Question parlementaire à la ministre Van Bossuyt posée le 21 octobre 2025. Compte rendu complet de la Commission
Le mardi 7 octobre, Mahmoud Ezzat Farag Allah, palestinien de Gaza, s’est suicidé au centre fermé 127bis dans lequel il était détenu depuis trois mois.
D’après les premières informations nous parvenant, Mahmoud était dans un état psychologique très fragile. Sa maman venait de décéder en Palestine au moment où il a été enfermé et le reste de sa famille se trouvait encore là-bas. Son avocate a révélé qu’il avait besoin d’un suivi médical, qui lui a été refusé. On a refusé de lui donner des médicaments, disant qu’il n’était pas malade.
« Une personne comme lui ne devrait pas être dans un centre fermé, il aurait dû aller à l’hôpital », a témoigné son avocate. Elle explique également avoir signalé la fragilité psychologique de son client dans une requête introduite le 23 septembre au Conseil du Contentieux des Étrangers, dont l’Office des étrangers a été informé.
L’état psychologique de Mahmoud, déjà fragilisé par le parcours d’exil et les violences subies à Gaza et en Grèce, a été aggravé par le décès de sa mère.

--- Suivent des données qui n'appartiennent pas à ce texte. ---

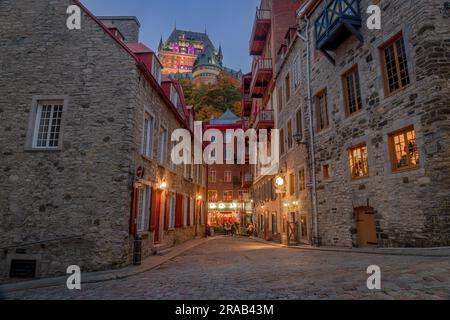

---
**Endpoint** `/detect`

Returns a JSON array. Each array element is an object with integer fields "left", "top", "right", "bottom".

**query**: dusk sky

[{"left": 82, "top": 0, "right": 260, "bottom": 72}]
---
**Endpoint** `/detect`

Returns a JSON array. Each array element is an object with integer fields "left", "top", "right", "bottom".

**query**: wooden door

[{"left": 355, "top": 208, "right": 378, "bottom": 247}]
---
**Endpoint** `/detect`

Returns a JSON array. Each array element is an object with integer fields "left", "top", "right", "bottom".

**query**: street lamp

[
  {"left": 293, "top": 132, "right": 306, "bottom": 145},
  {"left": 275, "top": 177, "right": 284, "bottom": 187}
]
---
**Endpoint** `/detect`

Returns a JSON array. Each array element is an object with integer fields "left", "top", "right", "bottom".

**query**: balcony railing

[
  {"left": 256, "top": 9, "right": 271, "bottom": 20},
  {"left": 250, "top": 58, "right": 273, "bottom": 94},
  {"left": 253, "top": 110, "right": 275, "bottom": 129},
  {"left": 250, "top": 8, "right": 272, "bottom": 55},
  {"left": 315, "top": 0, "right": 362, "bottom": 56}
]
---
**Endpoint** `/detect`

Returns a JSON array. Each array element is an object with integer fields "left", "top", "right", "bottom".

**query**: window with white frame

[
  {"left": 169, "top": 141, "right": 177, "bottom": 172},
  {"left": 189, "top": 198, "right": 195, "bottom": 226},
  {"left": 292, "top": 55, "right": 301, "bottom": 89},
  {"left": 152, "top": 57, "right": 161, "bottom": 84},
  {"left": 224, "top": 171, "right": 232, "bottom": 182},
  {"left": 183, "top": 196, "right": 189, "bottom": 227},
  {"left": 209, "top": 171, "right": 217, "bottom": 183},
  {"left": 159, "top": 126, "right": 167, "bottom": 166},
  {"left": 169, "top": 192, "right": 177, "bottom": 229},
  {"left": 32, "top": 101, "right": 64, "bottom": 149},
  {"left": 137, "top": 187, "right": 152, "bottom": 232},
  {"left": 142, "top": 112, "right": 155, "bottom": 158}
]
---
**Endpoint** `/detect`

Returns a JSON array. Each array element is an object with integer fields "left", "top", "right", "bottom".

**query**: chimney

[{"left": 98, "top": 16, "right": 141, "bottom": 43}]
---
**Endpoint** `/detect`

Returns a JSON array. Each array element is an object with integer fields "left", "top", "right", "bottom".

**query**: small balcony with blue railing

[{"left": 314, "top": 0, "right": 364, "bottom": 63}]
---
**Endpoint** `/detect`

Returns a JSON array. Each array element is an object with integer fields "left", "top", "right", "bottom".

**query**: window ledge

[
  {"left": 25, "top": 148, "right": 62, "bottom": 153},
  {"left": 141, "top": 154, "right": 155, "bottom": 162},
  {"left": 391, "top": 166, "right": 421, "bottom": 175},
  {"left": 383, "top": 82, "right": 412, "bottom": 101}
]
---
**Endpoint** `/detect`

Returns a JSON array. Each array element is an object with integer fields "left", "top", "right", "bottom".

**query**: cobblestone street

[{"left": 6, "top": 238, "right": 450, "bottom": 299}]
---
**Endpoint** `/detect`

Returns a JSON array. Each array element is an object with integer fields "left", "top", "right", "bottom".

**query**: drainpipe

[{"left": 297, "top": 18, "right": 320, "bottom": 246}]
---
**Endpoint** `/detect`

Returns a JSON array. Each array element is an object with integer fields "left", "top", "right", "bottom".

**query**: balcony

[
  {"left": 250, "top": 9, "right": 271, "bottom": 56},
  {"left": 315, "top": 0, "right": 363, "bottom": 61},
  {"left": 253, "top": 110, "right": 275, "bottom": 130},
  {"left": 241, "top": 173, "right": 253, "bottom": 189},
  {"left": 242, "top": 94, "right": 252, "bottom": 116},
  {"left": 250, "top": 58, "right": 273, "bottom": 98}
]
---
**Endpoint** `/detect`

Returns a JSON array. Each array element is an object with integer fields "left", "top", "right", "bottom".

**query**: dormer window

[{"left": 152, "top": 56, "right": 161, "bottom": 85}]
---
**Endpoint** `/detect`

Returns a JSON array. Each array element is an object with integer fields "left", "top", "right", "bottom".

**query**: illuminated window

[
  {"left": 289, "top": 173, "right": 295, "bottom": 196},
  {"left": 322, "top": 164, "right": 331, "bottom": 179},
  {"left": 389, "top": 127, "right": 420, "bottom": 172},
  {"left": 342, "top": 67, "right": 362, "bottom": 115},
  {"left": 209, "top": 171, "right": 216, "bottom": 183},
  {"left": 381, "top": 34, "right": 410, "bottom": 95},
  {"left": 280, "top": 129, "right": 284, "bottom": 155},
  {"left": 137, "top": 187, "right": 152, "bottom": 232},
  {"left": 284, "top": 73, "right": 291, "bottom": 103},
  {"left": 298, "top": 168, "right": 306, "bottom": 192},
  {"left": 223, "top": 190, "right": 233, "bottom": 202},
  {"left": 277, "top": 87, "right": 283, "bottom": 112},
  {"left": 348, "top": 144, "right": 369, "bottom": 179},
  {"left": 287, "top": 120, "right": 293, "bottom": 149},
  {"left": 316, "top": 90, "right": 330, "bottom": 132},
  {"left": 208, "top": 190, "right": 219, "bottom": 202}
]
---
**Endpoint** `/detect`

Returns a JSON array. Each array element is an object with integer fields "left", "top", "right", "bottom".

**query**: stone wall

[
  {"left": 292, "top": 0, "right": 450, "bottom": 247},
  {"left": 0, "top": 0, "right": 206, "bottom": 277},
  {"left": 0, "top": 0, "right": 137, "bottom": 276},
  {"left": 275, "top": 39, "right": 314, "bottom": 243},
  {"left": 132, "top": 77, "right": 206, "bottom": 257}
]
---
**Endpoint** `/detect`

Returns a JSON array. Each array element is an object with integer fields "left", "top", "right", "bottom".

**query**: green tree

[{"left": 180, "top": 73, "right": 241, "bottom": 121}]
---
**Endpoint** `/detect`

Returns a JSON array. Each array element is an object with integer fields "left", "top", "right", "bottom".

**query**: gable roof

[
  {"left": 72, "top": 0, "right": 188, "bottom": 127},
  {"left": 209, "top": 109, "right": 242, "bottom": 125}
]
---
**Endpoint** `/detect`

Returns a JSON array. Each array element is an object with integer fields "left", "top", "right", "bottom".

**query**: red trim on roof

[{"left": 72, "top": 0, "right": 188, "bottom": 128}]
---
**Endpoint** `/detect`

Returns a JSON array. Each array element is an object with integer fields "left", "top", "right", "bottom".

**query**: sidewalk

[
  {"left": 250, "top": 237, "right": 450, "bottom": 257},
  {"left": 0, "top": 238, "right": 214, "bottom": 294}
]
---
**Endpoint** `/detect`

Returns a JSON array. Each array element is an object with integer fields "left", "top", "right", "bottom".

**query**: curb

[
  {"left": 0, "top": 238, "right": 216, "bottom": 298},
  {"left": 250, "top": 237, "right": 450, "bottom": 258}
]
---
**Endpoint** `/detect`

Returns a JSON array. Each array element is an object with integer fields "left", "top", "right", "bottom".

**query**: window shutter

[{"left": 130, "top": 187, "right": 139, "bottom": 235}]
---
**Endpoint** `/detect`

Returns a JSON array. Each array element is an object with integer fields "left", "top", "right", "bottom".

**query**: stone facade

[
  {"left": 279, "top": 0, "right": 450, "bottom": 247},
  {"left": 275, "top": 34, "right": 313, "bottom": 244},
  {"left": 0, "top": 0, "right": 205, "bottom": 276}
]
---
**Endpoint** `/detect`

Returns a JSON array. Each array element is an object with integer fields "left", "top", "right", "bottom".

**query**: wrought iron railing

[
  {"left": 256, "top": 9, "right": 271, "bottom": 20},
  {"left": 254, "top": 110, "right": 275, "bottom": 128},
  {"left": 250, "top": 58, "right": 273, "bottom": 92}
]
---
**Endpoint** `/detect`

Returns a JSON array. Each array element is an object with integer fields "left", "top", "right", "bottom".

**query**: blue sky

[{"left": 82, "top": 0, "right": 260, "bottom": 72}]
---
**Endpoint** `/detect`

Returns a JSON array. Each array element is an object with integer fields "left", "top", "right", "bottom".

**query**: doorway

[
  {"left": 355, "top": 207, "right": 378, "bottom": 247},
  {"left": 300, "top": 215, "right": 308, "bottom": 242},
  {"left": 152, "top": 190, "right": 162, "bottom": 244}
]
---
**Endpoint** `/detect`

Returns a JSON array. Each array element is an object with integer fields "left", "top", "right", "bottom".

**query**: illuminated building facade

[
  {"left": 158, "top": 28, "right": 242, "bottom": 84},
  {"left": 206, "top": 110, "right": 253, "bottom": 228}
]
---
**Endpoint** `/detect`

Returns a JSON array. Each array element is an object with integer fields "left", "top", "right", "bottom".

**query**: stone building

[
  {"left": 0, "top": 0, "right": 206, "bottom": 277},
  {"left": 268, "top": 0, "right": 450, "bottom": 247},
  {"left": 206, "top": 109, "right": 253, "bottom": 229},
  {"left": 274, "top": 24, "right": 315, "bottom": 244},
  {"left": 158, "top": 26, "right": 242, "bottom": 85},
  {"left": 242, "top": 0, "right": 301, "bottom": 242}
]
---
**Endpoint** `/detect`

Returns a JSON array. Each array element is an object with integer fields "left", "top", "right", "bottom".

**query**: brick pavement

[{"left": 1, "top": 238, "right": 450, "bottom": 300}]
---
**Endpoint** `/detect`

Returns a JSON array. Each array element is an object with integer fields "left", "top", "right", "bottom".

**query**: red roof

[
  {"left": 126, "top": 42, "right": 154, "bottom": 54},
  {"left": 72, "top": 0, "right": 188, "bottom": 127}
]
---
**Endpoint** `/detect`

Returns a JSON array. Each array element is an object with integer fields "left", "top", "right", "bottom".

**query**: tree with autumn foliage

[{"left": 179, "top": 73, "right": 241, "bottom": 121}]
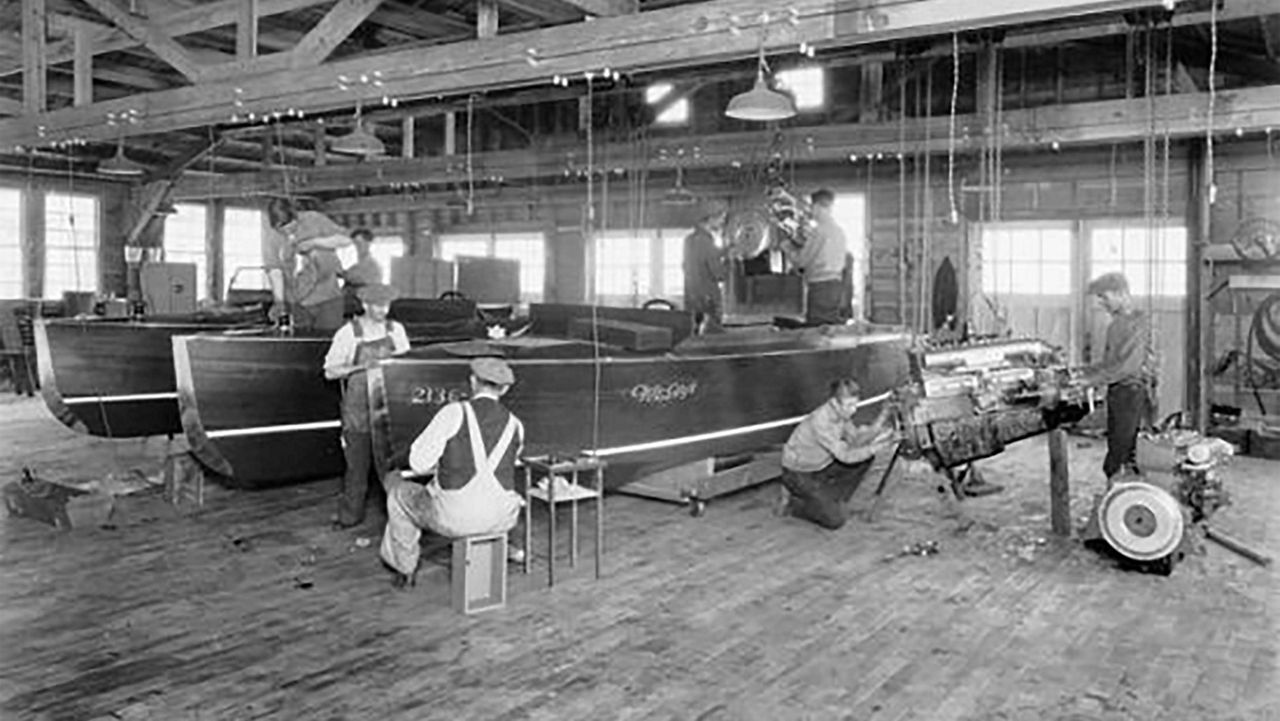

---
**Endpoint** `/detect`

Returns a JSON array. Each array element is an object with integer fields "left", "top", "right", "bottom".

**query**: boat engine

[{"left": 895, "top": 339, "right": 1096, "bottom": 497}]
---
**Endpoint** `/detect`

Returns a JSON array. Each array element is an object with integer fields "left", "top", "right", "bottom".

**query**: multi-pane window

[
  {"left": 595, "top": 228, "right": 690, "bottom": 306},
  {"left": 1089, "top": 220, "right": 1187, "bottom": 297},
  {"left": 0, "top": 188, "right": 26, "bottom": 298},
  {"left": 980, "top": 223, "right": 1075, "bottom": 296},
  {"left": 439, "top": 233, "right": 547, "bottom": 302},
  {"left": 45, "top": 192, "right": 97, "bottom": 298},
  {"left": 223, "top": 207, "right": 271, "bottom": 291},
  {"left": 777, "top": 67, "right": 827, "bottom": 110},
  {"left": 338, "top": 236, "right": 404, "bottom": 283},
  {"left": 164, "top": 202, "right": 209, "bottom": 298}
]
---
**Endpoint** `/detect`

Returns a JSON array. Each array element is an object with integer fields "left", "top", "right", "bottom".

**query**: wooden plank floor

[{"left": 0, "top": 397, "right": 1280, "bottom": 721}]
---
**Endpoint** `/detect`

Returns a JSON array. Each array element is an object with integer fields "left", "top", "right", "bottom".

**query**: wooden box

[
  {"left": 451, "top": 533, "right": 507, "bottom": 613},
  {"left": 458, "top": 257, "right": 520, "bottom": 304},
  {"left": 568, "top": 318, "right": 672, "bottom": 351},
  {"left": 392, "top": 255, "right": 456, "bottom": 298}
]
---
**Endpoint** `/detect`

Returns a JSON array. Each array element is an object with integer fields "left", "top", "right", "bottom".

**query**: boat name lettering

[
  {"left": 408, "top": 385, "right": 467, "bottom": 406},
  {"left": 627, "top": 380, "right": 698, "bottom": 406}
]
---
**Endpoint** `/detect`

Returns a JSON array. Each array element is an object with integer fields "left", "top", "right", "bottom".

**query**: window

[
  {"left": 338, "top": 236, "right": 404, "bottom": 283},
  {"left": 164, "top": 202, "right": 209, "bottom": 298},
  {"left": 980, "top": 223, "right": 1075, "bottom": 296},
  {"left": 777, "top": 68, "right": 827, "bottom": 110},
  {"left": 45, "top": 193, "right": 97, "bottom": 298},
  {"left": 595, "top": 228, "right": 691, "bottom": 306},
  {"left": 1089, "top": 220, "right": 1187, "bottom": 297},
  {"left": 438, "top": 233, "right": 547, "bottom": 302},
  {"left": 644, "top": 83, "right": 689, "bottom": 126},
  {"left": 0, "top": 188, "right": 27, "bottom": 298},
  {"left": 223, "top": 207, "right": 271, "bottom": 291}
]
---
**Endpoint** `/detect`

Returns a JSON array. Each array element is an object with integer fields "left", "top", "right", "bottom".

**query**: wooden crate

[{"left": 451, "top": 533, "right": 507, "bottom": 613}]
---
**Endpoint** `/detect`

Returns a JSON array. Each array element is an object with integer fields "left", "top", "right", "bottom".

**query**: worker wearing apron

[
  {"left": 381, "top": 359, "right": 525, "bottom": 588},
  {"left": 324, "top": 284, "right": 408, "bottom": 529}
]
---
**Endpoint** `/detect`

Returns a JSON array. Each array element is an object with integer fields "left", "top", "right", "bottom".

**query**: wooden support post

[
  {"left": 1048, "top": 428, "right": 1071, "bottom": 538},
  {"left": 72, "top": 26, "right": 93, "bottom": 105},
  {"left": 1185, "top": 138, "right": 1213, "bottom": 433},
  {"left": 22, "top": 0, "right": 49, "bottom": 113}
]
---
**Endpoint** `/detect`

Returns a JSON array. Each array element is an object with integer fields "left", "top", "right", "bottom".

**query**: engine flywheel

[{"left": 1097, "top": 482, "right": 1185, "bottom": 561}]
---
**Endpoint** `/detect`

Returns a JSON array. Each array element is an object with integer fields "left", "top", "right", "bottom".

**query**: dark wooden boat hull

[
  {"left": 33, "top": 315, "right": 261, "bottom": 438},
  {"left": 369, "top": 329, "right": 908, "bottom": 485},
  {"left": 173, "top": 333, "right": 343, "bottom": 488}
]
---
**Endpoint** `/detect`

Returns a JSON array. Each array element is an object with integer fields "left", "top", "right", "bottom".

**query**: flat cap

[
  {"left": 471, "top": 357, "right": 516, "bottom": 385},
  {"left": 356, "top": 283, "right": 399, "bottom": 305},
  {"left": 1088, "top": 273, "right": 1129, "bottom": 296}
]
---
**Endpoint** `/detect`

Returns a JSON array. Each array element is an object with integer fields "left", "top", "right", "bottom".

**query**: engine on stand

[{"left": 895, "top": 339, "right": 1096, "bottom": 498}]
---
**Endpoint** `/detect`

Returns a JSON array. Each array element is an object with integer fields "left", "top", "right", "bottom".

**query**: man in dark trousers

[
  {"left": 381, "top": 357, "right": 525, "bottom": 588},
  {"left": 782, "top": 378, "right": 897, "bottom": 529},
  {"left": 685, "top": 200, "right": 728, "bottom": 333},
  {"left": 1088, "top": 273, "right": 1158, "bottom": 484}
]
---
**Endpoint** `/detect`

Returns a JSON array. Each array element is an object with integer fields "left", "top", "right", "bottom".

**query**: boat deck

[{"left": 0, "top": 396, "right": 1280, "bottom": 721}]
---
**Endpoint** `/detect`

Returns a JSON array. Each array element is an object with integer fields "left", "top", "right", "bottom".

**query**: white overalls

[{"left": 381, "top": 401, "right": 524, "bottom": 575}]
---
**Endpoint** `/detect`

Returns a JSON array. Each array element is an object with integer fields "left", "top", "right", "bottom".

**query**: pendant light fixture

[
  {"left": 330, "top": 100, "right": 387, "bottom": 158},
  {"left": 97, "top": 136, "right": 147, "bottom": 175},
  {"left": 724, "top": 15, "right": 796, "bottom": 122}
]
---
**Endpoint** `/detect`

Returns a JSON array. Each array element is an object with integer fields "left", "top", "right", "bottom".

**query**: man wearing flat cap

[
  {"left": 685, "top": 200, "right": 728, "bottom": 333},
  {"left": 324, "top": 283, "right": 408, "bottom": 529},
  {"left": 381, "top": 357, "right": 525, "bottom": 588},
  {"left": 1088, "top": 273, "right": 1158, "bottom": 484}
]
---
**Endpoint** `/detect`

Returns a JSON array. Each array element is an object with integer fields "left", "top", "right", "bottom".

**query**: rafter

[
  {"left": 84, "top": 0, "right": 208, "bottom": 82},
  {"left": 0, "top": 0, "right": 1177, "bottom": 146},
  {"left": 175, "top": 86, "right": 1280, "bottom": 198},
  {"left": 293, "top": 0, "right": 381, "bottom": 65}
]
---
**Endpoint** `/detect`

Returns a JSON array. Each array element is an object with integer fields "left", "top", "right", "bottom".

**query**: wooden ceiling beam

[
  {"left": 0, "top": 0, "right": 1177, "bottom": 147},
  {"left": 175, "top": 86, "right": 1280, "bottom": 198}
]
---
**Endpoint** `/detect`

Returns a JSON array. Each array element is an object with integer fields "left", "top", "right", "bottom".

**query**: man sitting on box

[{"left": 381, "top": 357, "right": 525, "bottom": 588}]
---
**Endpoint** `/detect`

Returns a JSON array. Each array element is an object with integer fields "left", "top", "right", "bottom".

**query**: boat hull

[
  {"left": 173, "top": 333, "right": 343, "bottom": 488},
  {"left": 33, "top": 316, "right": 259, "bottom": 438},
  {"left": 369, "top": 329, "right": 909, "bottom": 485}
]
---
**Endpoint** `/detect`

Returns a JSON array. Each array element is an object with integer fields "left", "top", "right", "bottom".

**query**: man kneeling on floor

[
  {"left": 381, "top": 357, "right": 525, "bottom": 588},
  {"left": 782, "top": 378, "right": 897, "bottom": 529}
]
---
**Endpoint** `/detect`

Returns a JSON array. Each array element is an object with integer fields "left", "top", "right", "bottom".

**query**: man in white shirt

[
  {"left": 381, "top": 357, "right": 525, "bottom": 588},
  {"left": 324, "top": 284, "right": 408, "bottom": 529}
]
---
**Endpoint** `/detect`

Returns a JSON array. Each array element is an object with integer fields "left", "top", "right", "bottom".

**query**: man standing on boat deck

[
  {"left": 782, "top": 378, "right": 897, "bottom": 529},
  {"left": 786, "top": 188, "right": 847, "bottom": 325},
  {"left": 1088, "top": 273, "right": 1158, "bottom": 485},
  {"left": 324, "top": 283, "right": 408, "bottom": 529},
  {"left": 381, "top": 357, "right": 525, "bottom": 588},
  {"left": 685, "top": 200, "right": 728, "bottom": 333}
]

Il avait d’ailleurs déjà fait au moins une tentative de suicide, qui était documentée par une hospitalisation en urgence pour intoxication médicamenteuse.
Il était détenu en centre fermé en raison de la politique absurde qui consiste à forcer les réfugiés à résider dans le pays qui leur a accordé le statut, même si ce pays ne leur permet pas de vivre dans des conditions conformes à la dignité humaine, même s’ils ont de la famille ou un réseau de solidarité en Belgique.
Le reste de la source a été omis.